【Q】
腎機能が低下し始めると、水分の摂取を控える必要がある
イエス (YES) or ノー (NO) ???

【A】ノー (No)
【ポイント解説】少し悩まれたかと思われる設問にしました。腎機能の低下が始まった時期とは、すなわち、毒素を尿に濃縮して出す力が低下し始めている時期でもあります。巷ではよく、腎臓悪い人は「水分を摂りすぎると良くない」「水分は控えた方が良い」と今でも語られています。
 まず、考えていただきたいのは、普通に尿が出ているかどうかです。塩分を摂取しすぎるとむくみます。また、心臓が悪い人(心不全)や肝臓が悪い人(肝硬変)など、別の病気で体に水が貯まるとよくないと、医療機関から言われている方を除けば、普通に水分をとれば、しばらくして、普通に尿が出ていませんか?
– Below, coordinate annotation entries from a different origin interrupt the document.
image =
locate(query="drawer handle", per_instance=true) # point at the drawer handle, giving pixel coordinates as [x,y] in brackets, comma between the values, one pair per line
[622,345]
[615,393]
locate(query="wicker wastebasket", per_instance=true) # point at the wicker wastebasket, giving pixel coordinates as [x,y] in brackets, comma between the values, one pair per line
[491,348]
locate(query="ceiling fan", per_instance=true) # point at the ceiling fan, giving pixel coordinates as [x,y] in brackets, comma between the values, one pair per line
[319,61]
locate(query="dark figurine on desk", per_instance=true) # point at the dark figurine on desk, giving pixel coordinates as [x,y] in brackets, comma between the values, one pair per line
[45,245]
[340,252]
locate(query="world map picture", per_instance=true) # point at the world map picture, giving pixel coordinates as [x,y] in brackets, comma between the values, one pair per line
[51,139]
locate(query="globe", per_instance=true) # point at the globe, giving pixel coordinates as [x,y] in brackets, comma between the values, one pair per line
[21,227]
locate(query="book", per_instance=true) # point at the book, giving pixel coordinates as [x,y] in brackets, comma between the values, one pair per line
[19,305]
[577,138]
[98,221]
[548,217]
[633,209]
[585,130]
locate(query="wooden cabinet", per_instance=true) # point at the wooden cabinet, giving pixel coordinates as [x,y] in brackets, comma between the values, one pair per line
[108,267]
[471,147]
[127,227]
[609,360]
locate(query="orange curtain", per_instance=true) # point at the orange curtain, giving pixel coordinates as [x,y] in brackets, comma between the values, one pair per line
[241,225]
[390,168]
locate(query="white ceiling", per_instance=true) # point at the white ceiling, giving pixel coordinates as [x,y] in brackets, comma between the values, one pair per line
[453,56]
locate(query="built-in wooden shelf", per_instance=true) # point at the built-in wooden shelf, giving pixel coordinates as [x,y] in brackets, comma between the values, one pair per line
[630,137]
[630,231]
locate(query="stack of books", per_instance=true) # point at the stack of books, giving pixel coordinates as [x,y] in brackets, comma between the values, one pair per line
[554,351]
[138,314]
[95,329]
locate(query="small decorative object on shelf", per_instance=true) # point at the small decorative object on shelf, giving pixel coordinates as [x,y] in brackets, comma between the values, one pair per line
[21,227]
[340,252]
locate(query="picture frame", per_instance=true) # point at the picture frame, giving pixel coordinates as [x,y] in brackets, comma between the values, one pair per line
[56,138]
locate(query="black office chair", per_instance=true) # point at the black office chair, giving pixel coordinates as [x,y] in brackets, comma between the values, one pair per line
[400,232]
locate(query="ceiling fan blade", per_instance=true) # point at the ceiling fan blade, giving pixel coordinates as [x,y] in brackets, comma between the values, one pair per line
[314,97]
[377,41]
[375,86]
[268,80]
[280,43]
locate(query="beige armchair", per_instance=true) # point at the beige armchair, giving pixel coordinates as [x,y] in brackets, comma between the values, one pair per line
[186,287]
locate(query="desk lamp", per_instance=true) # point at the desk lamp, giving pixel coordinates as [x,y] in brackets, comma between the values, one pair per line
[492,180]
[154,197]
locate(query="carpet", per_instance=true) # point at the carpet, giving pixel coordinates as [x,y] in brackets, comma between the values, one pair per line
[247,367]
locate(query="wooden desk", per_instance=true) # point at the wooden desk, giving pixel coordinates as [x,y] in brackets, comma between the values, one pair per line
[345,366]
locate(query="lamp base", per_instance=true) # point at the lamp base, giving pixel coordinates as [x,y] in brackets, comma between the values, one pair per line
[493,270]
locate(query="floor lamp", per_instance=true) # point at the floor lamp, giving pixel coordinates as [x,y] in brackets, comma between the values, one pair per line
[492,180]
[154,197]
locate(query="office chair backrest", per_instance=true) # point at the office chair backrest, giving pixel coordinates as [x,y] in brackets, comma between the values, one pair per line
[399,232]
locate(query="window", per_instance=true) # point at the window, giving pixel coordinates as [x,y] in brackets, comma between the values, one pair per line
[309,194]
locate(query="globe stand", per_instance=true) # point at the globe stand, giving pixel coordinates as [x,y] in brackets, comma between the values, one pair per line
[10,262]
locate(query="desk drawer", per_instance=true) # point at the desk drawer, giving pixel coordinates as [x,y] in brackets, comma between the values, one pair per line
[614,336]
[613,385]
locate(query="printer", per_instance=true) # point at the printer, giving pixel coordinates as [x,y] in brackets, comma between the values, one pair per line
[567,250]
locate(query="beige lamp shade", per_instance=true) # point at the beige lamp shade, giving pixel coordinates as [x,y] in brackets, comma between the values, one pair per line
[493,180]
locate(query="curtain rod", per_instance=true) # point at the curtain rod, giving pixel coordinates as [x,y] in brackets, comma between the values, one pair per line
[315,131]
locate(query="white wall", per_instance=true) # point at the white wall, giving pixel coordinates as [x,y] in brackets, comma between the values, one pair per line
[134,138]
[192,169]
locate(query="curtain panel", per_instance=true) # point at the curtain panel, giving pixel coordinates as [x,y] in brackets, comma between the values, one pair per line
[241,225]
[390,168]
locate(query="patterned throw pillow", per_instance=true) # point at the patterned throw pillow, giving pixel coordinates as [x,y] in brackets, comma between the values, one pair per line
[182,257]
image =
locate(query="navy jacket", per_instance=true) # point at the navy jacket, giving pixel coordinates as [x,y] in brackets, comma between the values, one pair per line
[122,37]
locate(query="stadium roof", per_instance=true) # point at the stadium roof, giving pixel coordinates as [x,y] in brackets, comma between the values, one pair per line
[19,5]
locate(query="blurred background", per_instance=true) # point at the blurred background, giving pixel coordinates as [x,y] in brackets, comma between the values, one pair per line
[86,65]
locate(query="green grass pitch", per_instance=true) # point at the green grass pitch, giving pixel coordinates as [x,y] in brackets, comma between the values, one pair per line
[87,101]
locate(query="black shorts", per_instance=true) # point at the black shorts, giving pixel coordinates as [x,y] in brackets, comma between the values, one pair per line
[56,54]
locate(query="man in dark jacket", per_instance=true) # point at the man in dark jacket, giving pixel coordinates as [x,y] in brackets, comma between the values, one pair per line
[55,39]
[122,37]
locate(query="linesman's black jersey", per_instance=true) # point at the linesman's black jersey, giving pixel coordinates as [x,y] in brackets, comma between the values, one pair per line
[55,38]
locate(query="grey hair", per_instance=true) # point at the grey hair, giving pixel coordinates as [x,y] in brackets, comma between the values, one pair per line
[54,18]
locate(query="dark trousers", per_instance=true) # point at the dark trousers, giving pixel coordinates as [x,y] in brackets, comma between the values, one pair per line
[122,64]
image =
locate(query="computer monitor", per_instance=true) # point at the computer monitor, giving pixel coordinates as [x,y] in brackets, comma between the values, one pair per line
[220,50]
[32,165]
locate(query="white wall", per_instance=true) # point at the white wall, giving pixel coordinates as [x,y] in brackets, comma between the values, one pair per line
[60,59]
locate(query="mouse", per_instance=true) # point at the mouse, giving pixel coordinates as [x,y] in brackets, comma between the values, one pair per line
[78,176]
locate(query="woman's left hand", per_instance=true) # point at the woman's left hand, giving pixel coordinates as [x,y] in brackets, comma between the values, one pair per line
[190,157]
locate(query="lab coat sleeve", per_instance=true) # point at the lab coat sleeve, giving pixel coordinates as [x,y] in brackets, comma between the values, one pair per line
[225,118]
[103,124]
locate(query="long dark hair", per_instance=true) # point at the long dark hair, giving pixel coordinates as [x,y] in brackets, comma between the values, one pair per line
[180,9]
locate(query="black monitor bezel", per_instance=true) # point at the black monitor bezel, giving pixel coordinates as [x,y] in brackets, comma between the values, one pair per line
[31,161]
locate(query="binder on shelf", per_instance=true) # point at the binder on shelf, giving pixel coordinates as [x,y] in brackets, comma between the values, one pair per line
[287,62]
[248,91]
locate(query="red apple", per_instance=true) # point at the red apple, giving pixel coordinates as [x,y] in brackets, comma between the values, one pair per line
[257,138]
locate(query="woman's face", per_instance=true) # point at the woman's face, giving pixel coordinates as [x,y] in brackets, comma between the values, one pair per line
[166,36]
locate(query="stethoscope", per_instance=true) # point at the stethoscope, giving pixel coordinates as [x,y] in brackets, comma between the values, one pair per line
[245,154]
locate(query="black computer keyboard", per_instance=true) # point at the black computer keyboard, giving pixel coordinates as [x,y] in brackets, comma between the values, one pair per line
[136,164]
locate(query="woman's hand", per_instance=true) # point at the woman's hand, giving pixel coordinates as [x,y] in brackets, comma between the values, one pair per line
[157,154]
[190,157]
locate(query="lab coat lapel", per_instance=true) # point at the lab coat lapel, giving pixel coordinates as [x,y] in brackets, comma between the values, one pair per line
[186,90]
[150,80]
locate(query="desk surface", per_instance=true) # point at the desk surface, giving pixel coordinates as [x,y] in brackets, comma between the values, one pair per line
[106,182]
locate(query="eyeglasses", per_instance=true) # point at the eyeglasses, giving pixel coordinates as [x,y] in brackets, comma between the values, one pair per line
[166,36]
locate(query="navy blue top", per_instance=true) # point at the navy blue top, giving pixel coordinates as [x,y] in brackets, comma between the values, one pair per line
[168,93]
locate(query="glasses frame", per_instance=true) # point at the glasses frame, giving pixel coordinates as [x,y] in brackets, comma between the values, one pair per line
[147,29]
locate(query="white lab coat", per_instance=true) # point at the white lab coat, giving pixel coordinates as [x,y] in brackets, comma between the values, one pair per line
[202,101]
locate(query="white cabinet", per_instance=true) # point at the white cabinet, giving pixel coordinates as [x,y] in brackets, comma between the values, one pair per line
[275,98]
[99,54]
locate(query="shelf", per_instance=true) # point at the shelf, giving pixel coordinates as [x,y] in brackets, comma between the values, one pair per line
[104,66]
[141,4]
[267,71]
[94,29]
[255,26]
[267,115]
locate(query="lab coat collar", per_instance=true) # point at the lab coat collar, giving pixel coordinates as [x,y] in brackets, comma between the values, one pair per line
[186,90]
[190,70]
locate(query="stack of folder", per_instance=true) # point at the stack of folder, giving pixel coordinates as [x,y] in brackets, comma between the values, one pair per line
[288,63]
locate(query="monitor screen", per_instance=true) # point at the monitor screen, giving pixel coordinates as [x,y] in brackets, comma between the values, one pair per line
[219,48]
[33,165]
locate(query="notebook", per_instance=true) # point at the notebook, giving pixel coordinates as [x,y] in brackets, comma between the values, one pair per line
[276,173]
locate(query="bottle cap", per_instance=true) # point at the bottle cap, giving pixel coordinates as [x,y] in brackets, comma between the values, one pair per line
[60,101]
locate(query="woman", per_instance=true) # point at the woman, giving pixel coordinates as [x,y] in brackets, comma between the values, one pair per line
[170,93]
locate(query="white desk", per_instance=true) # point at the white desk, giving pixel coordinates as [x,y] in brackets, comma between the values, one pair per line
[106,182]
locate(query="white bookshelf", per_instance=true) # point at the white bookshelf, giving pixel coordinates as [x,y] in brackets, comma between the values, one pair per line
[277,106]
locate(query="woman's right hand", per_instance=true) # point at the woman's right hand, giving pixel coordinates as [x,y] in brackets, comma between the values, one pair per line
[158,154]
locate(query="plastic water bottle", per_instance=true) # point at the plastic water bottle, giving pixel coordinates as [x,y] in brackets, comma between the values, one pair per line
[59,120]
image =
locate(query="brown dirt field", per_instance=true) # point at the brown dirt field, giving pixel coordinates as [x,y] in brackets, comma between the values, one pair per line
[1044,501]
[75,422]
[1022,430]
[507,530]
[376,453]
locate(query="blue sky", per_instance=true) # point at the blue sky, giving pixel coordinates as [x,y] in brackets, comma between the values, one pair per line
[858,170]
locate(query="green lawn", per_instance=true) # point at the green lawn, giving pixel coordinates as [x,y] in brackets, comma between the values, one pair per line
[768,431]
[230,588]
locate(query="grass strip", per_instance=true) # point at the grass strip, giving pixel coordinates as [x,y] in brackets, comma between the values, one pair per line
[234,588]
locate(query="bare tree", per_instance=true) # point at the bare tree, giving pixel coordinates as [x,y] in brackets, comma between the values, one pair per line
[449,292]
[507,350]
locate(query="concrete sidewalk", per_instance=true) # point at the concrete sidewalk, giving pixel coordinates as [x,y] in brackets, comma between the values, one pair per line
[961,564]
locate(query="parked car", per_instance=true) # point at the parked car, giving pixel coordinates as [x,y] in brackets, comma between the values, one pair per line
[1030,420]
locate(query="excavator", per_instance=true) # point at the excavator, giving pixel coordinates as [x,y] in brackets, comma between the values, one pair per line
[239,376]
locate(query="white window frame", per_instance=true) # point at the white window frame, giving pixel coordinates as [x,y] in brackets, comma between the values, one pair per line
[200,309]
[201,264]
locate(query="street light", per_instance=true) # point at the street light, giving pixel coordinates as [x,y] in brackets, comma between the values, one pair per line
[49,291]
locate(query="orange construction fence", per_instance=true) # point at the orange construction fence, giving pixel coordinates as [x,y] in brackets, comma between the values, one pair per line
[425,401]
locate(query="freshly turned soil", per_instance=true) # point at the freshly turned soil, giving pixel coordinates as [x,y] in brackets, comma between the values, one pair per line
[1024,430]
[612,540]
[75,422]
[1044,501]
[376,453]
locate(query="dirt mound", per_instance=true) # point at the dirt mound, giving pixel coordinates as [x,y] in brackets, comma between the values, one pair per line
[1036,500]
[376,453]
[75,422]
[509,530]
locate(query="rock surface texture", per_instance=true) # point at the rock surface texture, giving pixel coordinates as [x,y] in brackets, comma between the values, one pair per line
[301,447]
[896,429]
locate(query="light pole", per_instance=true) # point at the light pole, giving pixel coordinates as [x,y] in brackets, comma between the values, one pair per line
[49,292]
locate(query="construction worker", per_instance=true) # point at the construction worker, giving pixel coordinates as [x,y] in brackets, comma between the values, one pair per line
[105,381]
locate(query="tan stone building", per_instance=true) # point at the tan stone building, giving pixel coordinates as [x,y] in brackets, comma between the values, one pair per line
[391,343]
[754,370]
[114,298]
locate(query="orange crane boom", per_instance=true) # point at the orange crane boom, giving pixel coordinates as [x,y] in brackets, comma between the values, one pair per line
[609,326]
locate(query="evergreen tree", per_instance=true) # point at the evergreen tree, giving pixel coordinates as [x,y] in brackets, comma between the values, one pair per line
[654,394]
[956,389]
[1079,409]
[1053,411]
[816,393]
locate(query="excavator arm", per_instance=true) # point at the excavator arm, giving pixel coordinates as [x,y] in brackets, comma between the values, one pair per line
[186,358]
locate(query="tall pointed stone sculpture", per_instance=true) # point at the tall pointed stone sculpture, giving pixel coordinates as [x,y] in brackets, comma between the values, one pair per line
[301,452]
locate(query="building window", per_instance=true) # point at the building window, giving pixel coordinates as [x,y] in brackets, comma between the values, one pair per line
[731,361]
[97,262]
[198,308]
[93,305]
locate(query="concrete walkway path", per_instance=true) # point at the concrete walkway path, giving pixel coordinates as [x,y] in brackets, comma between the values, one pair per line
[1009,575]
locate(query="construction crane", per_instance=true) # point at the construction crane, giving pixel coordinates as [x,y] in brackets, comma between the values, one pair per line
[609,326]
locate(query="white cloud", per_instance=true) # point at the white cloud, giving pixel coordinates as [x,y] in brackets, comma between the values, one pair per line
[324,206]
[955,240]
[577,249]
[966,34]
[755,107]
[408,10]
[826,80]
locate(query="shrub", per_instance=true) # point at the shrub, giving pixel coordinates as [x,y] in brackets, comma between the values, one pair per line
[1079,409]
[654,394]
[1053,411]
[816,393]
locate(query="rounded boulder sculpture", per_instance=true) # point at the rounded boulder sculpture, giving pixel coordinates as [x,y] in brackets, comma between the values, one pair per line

 腎機能の低下が始まると、血液中の老廃物を尿に捨てるための濃縮力が少しずつ低下します。そのため、腎機能が正常だった時よりも、尿量が増えないと、血液中に捨てるべき老廃物が残っていくのです。
 そのため、かなり腎機能低下が進行し、心不全や低栄養などがなければ、腎機能が正常の方よりも、多くの飲水を摂取し、多くの尿を出すことが望まれます。そうでないと、少しずつ尿毒素が体に蓄積して、さまざまな全身の合併症を招くことになるからです。